The Tories told us that savings could be made with cuts to top heavy management but it's clear that its front line services that are now in a state of collapse. Those working in schools, hospitals, social services or the police work longer hours and carry a greater workload as they desperately strive to shield the most vulnerable from the full impact of Tory cuts.
These cuts to management are so extreme that strategic and organisational capacity are undermined. The impact hits working class communities hardest. They make the greatest use of public services and notice what are initially presented as small changes to hours, waiting times, and cost. The effect is cumulative and disproportionate. When allied to a world of employment that is increasingly precarious and uncertain, where wages have stagnated for years and employment rights feel like a thing of the past, Theresa May's hypocrisy is staggering.
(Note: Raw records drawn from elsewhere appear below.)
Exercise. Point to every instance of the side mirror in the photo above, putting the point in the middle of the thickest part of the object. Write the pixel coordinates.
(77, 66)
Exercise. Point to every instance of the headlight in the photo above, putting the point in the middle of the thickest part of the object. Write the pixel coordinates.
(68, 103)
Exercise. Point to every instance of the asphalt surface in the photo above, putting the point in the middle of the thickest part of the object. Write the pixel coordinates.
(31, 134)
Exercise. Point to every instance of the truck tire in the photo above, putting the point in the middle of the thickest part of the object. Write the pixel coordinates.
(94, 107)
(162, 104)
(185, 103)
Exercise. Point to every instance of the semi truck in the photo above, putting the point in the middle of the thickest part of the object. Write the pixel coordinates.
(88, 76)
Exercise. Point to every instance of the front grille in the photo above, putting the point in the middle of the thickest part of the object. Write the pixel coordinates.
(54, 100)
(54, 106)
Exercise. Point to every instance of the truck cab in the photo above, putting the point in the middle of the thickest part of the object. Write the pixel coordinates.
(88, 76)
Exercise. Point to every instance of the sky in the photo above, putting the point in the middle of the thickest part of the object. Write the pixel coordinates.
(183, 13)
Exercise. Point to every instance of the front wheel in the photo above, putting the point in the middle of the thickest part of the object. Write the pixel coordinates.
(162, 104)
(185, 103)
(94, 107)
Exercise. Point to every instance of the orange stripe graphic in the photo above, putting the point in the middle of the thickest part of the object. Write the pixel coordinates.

There is an alternative. We need to start funding the public sector again, and we need to rebalance between investment and saving. We need to listen to alternatives because austerity has not worked. Debt is higher, borrowing is higher, and we have paid enough of a price for this government's failure to deliver.
The time for bleak, pessimistic austerity from Tory governments is over.
It has bought the NHS to its knees, stripped local government of vital resources, decimated school funding and put immense pressure on those who were struggling the most.
This is a chance for optimism. It is chance for us to want better, we deserve better. Better for ourselves and better for the next generation. It is a chance to make a change. This is your opportunity to vote for it.